И что же? С того дня взбесившийся сайт, на котором я заказываю гостиничные билеты, осатанело зовет меня туда, назад, в предвечные ячейки: «Татьяна! Спешите! Руасси ждет вас! Татьяна! Еще есть шансы! Татьяна, не упустите! Татьяна, последние номера!»

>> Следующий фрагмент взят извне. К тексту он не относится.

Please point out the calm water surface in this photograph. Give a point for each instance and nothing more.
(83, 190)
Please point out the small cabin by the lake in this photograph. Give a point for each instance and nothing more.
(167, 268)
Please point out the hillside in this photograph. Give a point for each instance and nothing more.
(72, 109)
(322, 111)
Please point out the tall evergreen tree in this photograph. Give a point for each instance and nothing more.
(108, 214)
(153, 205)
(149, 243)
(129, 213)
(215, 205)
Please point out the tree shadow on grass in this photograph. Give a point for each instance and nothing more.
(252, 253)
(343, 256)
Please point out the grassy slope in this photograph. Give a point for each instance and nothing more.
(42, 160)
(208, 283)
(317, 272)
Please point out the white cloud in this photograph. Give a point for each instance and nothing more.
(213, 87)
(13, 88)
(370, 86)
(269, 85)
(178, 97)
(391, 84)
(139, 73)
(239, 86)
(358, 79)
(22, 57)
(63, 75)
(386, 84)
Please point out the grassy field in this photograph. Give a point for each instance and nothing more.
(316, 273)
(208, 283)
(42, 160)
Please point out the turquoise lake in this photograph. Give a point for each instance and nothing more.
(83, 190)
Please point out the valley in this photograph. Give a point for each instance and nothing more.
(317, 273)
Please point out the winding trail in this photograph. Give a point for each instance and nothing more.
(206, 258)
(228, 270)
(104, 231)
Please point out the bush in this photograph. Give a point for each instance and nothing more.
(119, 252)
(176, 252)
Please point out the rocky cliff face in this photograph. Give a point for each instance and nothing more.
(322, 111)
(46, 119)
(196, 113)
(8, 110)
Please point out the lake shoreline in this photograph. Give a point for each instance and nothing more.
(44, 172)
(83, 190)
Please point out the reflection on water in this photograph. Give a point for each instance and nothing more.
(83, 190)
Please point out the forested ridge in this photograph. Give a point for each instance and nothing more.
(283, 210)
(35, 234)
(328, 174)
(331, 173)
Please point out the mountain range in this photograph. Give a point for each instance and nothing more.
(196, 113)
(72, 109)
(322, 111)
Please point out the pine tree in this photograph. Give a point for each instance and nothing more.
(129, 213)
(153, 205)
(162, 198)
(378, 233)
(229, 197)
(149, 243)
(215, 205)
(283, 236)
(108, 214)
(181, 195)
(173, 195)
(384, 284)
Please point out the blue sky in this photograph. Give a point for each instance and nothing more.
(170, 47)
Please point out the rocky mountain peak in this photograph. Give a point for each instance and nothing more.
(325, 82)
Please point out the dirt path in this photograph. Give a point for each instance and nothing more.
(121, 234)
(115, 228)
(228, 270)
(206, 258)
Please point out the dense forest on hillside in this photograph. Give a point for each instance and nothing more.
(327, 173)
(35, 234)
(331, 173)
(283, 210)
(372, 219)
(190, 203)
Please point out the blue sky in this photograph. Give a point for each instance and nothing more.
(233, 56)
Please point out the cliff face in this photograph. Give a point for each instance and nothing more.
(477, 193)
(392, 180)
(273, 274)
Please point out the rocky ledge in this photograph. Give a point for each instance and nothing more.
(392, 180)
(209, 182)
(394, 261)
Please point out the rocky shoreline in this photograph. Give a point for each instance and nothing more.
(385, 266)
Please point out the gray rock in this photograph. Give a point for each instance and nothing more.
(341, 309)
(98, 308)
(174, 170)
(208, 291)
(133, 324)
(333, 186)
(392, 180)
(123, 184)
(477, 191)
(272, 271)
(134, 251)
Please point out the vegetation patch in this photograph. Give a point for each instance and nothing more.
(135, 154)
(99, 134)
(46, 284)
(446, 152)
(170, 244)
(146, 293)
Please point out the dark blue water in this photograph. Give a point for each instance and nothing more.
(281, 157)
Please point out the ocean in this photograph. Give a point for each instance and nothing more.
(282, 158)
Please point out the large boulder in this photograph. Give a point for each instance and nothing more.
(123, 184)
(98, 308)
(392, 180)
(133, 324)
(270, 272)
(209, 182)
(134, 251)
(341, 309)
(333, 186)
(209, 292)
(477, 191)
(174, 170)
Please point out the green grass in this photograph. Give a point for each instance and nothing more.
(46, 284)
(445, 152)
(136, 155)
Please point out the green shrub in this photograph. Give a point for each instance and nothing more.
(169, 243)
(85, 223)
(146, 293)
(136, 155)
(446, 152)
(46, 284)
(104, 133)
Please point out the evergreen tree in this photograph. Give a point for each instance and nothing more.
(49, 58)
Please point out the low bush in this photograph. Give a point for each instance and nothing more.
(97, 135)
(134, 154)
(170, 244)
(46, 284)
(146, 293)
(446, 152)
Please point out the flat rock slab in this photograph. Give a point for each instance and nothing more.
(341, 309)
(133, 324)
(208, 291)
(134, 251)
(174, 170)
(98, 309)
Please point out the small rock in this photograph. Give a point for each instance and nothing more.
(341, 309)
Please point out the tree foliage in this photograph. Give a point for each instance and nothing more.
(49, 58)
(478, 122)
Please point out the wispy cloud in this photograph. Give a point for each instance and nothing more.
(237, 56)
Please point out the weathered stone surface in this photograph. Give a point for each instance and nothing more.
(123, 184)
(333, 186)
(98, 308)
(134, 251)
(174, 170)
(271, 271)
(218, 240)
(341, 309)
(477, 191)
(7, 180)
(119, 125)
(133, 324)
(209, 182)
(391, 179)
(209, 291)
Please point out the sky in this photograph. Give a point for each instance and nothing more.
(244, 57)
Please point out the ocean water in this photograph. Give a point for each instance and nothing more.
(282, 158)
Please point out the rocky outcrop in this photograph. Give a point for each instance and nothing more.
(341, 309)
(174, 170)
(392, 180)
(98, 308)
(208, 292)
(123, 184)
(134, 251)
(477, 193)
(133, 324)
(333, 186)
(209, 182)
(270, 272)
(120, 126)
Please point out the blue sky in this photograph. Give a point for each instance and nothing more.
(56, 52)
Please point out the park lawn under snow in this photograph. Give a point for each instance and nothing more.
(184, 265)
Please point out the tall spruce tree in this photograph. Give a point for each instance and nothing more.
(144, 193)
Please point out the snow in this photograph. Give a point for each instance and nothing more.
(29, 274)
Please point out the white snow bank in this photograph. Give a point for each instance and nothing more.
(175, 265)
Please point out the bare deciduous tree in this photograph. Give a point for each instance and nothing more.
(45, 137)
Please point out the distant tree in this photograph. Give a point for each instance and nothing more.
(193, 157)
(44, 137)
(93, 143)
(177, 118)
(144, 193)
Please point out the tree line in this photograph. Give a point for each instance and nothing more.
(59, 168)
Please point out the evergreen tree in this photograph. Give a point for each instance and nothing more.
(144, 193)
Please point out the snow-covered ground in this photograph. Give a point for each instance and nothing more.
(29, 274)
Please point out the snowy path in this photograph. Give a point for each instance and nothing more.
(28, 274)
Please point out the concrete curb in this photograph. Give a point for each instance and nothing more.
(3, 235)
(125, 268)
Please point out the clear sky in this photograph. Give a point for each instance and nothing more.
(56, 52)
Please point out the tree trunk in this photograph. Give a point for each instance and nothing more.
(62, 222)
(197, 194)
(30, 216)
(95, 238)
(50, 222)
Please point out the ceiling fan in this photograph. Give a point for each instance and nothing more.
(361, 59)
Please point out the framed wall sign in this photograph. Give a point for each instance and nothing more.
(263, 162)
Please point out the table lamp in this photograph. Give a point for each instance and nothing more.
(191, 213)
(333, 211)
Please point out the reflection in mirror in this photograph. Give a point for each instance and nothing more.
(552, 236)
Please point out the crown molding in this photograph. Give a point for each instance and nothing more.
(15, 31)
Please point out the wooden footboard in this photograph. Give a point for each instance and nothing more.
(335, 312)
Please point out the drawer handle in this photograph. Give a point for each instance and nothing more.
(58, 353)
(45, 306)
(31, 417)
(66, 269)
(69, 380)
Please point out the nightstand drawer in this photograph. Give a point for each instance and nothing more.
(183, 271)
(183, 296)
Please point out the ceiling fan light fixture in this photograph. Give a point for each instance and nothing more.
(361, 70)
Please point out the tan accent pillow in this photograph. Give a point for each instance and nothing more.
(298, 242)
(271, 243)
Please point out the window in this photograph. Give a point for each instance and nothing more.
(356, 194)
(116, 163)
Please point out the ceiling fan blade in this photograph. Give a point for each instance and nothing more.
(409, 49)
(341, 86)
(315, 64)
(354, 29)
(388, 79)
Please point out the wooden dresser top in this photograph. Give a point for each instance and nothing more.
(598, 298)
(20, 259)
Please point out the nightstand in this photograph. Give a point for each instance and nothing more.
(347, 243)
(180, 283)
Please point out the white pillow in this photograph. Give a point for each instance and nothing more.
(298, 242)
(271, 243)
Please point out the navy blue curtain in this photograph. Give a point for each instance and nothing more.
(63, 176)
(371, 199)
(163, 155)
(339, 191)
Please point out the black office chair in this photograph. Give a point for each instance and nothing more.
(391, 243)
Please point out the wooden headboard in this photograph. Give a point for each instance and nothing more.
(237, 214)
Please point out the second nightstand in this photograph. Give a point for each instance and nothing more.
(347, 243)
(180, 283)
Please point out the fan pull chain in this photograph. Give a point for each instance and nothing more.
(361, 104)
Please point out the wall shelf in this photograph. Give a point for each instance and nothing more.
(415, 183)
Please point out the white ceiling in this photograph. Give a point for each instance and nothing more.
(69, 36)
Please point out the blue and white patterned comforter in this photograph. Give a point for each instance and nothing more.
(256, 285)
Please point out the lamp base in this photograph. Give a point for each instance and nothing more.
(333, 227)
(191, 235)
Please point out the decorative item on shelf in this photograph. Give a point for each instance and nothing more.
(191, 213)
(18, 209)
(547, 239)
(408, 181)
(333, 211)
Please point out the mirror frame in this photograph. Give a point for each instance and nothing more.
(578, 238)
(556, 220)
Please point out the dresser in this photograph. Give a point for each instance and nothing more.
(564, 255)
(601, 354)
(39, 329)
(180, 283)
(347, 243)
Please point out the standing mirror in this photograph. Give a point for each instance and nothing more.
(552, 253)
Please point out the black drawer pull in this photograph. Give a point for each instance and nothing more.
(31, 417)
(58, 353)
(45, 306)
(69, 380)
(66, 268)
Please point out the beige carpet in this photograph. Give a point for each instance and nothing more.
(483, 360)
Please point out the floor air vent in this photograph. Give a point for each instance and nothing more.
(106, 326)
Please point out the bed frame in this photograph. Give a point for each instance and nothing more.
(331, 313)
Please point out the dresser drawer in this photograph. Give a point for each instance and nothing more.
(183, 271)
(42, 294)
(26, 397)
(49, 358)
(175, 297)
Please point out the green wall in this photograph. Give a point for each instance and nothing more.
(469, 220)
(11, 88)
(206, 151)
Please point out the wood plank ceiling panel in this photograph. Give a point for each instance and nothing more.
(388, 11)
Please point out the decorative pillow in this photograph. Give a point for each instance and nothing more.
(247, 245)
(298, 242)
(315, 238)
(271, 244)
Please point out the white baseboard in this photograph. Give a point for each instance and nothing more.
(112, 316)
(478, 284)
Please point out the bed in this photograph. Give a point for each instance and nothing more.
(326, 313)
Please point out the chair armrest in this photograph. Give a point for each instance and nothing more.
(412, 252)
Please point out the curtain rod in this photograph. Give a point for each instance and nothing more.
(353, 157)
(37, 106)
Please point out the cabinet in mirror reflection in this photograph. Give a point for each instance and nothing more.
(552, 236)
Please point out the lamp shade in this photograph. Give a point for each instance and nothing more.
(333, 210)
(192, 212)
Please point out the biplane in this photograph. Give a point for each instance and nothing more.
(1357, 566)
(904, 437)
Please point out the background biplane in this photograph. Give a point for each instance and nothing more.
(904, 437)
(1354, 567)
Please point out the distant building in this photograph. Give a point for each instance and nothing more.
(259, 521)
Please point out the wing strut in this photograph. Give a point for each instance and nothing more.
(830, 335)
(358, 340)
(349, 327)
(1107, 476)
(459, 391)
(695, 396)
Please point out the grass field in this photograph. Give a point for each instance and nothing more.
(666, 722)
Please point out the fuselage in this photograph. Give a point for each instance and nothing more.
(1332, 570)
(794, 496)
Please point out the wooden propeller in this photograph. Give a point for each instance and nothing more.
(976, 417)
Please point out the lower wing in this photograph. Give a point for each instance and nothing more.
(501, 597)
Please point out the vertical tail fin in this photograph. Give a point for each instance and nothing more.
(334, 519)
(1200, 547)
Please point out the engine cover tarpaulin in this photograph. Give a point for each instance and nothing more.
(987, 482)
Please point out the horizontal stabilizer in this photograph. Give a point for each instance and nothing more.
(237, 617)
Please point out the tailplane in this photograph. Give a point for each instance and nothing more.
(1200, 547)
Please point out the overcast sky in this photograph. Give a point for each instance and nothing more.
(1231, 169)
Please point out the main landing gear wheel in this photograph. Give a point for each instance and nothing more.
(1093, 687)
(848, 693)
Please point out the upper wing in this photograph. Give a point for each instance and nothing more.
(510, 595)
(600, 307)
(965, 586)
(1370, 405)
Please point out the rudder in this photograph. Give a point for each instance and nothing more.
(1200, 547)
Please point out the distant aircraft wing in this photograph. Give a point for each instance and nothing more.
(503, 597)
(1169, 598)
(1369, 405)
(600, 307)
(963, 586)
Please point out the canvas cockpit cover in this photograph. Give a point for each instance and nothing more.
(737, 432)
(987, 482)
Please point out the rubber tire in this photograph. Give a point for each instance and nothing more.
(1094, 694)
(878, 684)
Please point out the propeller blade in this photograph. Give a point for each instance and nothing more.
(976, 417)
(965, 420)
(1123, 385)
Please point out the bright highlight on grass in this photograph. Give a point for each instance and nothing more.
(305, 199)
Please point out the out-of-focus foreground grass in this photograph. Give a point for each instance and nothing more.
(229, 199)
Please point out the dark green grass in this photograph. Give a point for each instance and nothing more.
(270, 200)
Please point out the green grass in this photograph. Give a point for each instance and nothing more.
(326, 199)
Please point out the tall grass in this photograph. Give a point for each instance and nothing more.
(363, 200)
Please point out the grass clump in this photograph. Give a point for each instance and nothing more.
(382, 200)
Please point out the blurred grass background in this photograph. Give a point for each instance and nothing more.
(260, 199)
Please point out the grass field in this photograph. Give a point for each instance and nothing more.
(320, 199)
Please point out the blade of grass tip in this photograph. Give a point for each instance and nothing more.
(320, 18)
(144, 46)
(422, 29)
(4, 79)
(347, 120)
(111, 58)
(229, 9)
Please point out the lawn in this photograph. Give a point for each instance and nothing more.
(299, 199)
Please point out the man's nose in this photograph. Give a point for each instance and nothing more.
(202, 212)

Он не зовет меня в Париж, в уютную клетушку в Сен-Жермене с зеленой веткой в окне и средневековым воркованием птицы на этой ветке, он не зовет в Андай, в номер, где из окна виден океан и голубые тучи Пиренеев, не зовет в Сан-Себастьян, где океан и дождь входят в окна, как в распахнутые ворота, и я, не вставая из-за стола, вижу, что́ там – отлив или прилив, и в соответствии с этим знанием пью кофе или вино. Нет, он хочет вернуть меня, запихнуть в клетку, в ячейку, в пчелиную соту, чтобы за окном шоссе и гаражи, и шины, и жухлая трава, и по траве, озираясь, бредет куда-то понаехавшее население Франции, качая дредами и скалясь белыми зубами.

Пустой день

Это утро не похоже ни на что, оно и не утро вовсе, а короткий обрывок первого дня: проба, бесплатный образец, авантитул. Нечего делать. Некуда идти. Бессмысленно начинать что-то новое, ведь еще не убрано старое: посуда, скатерти, обертки от подарков, хвоя, осыпавшаяся на паркет.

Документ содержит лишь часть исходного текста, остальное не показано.